Bayes' theorem and disease prevalence

Click For Summary

Homework Help Overview

The discussion revolves around a diagnostic test for a disease, focusing on the application of Bayes' theorem to determine the prevalence of the disease, as well as the sensitivity and specificity of the test. Participants are analyzing the relationships between positive predictive values, negative predictive values, and the probabilities associated with test results.

Discussion Character

  • Exploratory, Assumption checking, Conceptual clarification

Approaches and Questions Raised

  • Participants explore how to calculate the prevalence of the disease using the provided probabilities and test results. There are discussions about the definitions of sensitivity and specificity, and some participants question the terminology and relationships between the probabilities involved.

Discussion Status

The discussion is ongoing, with participants providing insights and questioning each other's interpretations. Some suggest alternative methods, such as using a probability tree, to clarify the relationships between the variables. There is no explicit consensus on the approach to take, but various lines of reasoning are being explored.

Contextual Notes

Participants are working under the constraints of the problem as presented, with specific values for positive and negative predictive values, as well as the rate of positive test results. There is an acknowledgment of potential misunderstandings regarding the terminology and relationships between the probabilities.

BRN
Messages
107
Reaction score
10
Homework Statement
Claculate prevalence, sensitivity and specificity of the diagnostic test.
Relevant Equations
Bayes theorem
Hello at all!

I have to solve this exercise:
A tampon diagnostic test provides 1% positive results. The positive predictive values (probabilities of positive test disease) and negative (absence disease given negative test) are respectively 0.95 and 0.98.
  1. What is the prevalence of the disease?
  2. What are the sensitivity (probabilities of positive disease with disease) and specificity (negative test probability with disease absence) of the test?
With positive test (T+), negative test (T-), disease (D) and healthy (D-), I have this table:
DD-
T+P(T+|D)P(T+|D-)
T-P(T-|D)P(T-|D-)

## P(D|T+) = 0.95 ##, ## P(D-|T-) = 0.98 ## and ## P(T+) = 0.001 ##.

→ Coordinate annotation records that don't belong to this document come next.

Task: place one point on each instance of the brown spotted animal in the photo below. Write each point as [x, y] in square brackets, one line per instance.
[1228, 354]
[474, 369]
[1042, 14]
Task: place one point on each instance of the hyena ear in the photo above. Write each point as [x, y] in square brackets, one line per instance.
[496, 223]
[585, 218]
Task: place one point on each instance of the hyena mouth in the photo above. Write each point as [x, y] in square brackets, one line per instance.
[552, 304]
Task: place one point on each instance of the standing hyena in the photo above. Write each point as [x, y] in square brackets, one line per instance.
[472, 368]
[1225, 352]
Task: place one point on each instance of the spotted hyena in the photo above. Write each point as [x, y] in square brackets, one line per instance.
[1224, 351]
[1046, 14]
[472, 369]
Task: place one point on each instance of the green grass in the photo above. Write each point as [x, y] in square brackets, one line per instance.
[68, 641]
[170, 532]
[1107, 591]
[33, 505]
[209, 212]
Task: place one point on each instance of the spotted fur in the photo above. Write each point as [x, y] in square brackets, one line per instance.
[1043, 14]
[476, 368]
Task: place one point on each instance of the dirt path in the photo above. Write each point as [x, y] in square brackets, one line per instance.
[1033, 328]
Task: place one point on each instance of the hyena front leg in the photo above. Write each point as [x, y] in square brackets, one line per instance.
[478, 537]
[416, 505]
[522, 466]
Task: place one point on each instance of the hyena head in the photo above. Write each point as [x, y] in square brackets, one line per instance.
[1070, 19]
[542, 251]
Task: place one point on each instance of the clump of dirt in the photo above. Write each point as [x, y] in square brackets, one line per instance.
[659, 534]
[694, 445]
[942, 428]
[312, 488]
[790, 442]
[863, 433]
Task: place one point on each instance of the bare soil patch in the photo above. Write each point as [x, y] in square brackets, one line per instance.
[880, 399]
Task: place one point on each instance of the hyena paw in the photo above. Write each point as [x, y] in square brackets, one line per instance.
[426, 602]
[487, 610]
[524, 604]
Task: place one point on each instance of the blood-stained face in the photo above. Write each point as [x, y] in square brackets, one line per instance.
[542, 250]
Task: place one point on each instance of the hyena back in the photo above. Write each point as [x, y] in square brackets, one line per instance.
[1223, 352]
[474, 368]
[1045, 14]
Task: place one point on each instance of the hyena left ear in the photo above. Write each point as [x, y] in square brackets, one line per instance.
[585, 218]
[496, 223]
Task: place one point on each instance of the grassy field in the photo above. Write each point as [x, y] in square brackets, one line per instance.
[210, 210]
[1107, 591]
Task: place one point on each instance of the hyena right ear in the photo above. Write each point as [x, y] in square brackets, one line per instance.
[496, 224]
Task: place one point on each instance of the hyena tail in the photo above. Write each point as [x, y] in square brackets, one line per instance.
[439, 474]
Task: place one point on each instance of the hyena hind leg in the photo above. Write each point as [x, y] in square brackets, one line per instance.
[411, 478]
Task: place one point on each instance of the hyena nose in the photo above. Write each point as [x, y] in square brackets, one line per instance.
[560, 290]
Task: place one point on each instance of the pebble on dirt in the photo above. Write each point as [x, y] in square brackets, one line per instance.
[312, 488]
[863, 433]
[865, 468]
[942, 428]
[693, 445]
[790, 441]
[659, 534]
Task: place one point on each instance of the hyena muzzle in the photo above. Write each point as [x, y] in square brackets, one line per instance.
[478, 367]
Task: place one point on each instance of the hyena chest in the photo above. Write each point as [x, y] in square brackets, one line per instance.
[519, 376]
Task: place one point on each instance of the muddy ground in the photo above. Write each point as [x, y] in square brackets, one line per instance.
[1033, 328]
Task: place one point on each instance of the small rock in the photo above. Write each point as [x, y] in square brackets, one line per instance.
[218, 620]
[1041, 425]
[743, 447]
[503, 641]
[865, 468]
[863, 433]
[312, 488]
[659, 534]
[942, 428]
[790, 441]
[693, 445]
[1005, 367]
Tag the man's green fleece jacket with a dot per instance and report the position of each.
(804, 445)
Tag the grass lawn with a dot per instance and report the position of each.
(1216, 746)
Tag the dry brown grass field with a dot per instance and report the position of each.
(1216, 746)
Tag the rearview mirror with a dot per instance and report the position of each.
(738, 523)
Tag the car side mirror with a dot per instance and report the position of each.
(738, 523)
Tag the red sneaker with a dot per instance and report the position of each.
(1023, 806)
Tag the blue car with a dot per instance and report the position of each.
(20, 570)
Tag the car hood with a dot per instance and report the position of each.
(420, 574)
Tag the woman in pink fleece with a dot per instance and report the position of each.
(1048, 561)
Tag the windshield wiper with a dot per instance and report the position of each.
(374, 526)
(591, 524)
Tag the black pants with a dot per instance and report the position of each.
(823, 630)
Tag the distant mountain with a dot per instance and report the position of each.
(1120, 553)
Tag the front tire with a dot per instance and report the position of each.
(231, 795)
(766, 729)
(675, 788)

From Bayes theorem I can calculate sensitivity starting from:
$$ P(D|T+) = \frac{P(T+|D)P(D)}{P(T+)} $$

But how can I calculate the prevalence ## P(D) ##?
 
Physics news on Phys.org
BRN said:
The positive predictive values (probabilities of positive test disease) and negative (absence disease given negative test) are respectively 0.95 and 0.98.

But how can I calculate the prevalence ## P(D) ##?
I hope I understand the terminology here. I assume this means that if someone has the disease then there is a 0.95 probability of a positive result (and hence a 0.05 probability of a false negative). And, if someone does not have the disease, then there is a 0.98 probability of a negative results (and a 0.02 probability of a false positive). And, I guess the prevalence means how many people have the disease.

A tampon diagnostic test provides 1% positive results.

What you could do is assume that the prevalence is ##P(D) = p##, calculate the positive results (as a function of ##p##) and equate this to 1%.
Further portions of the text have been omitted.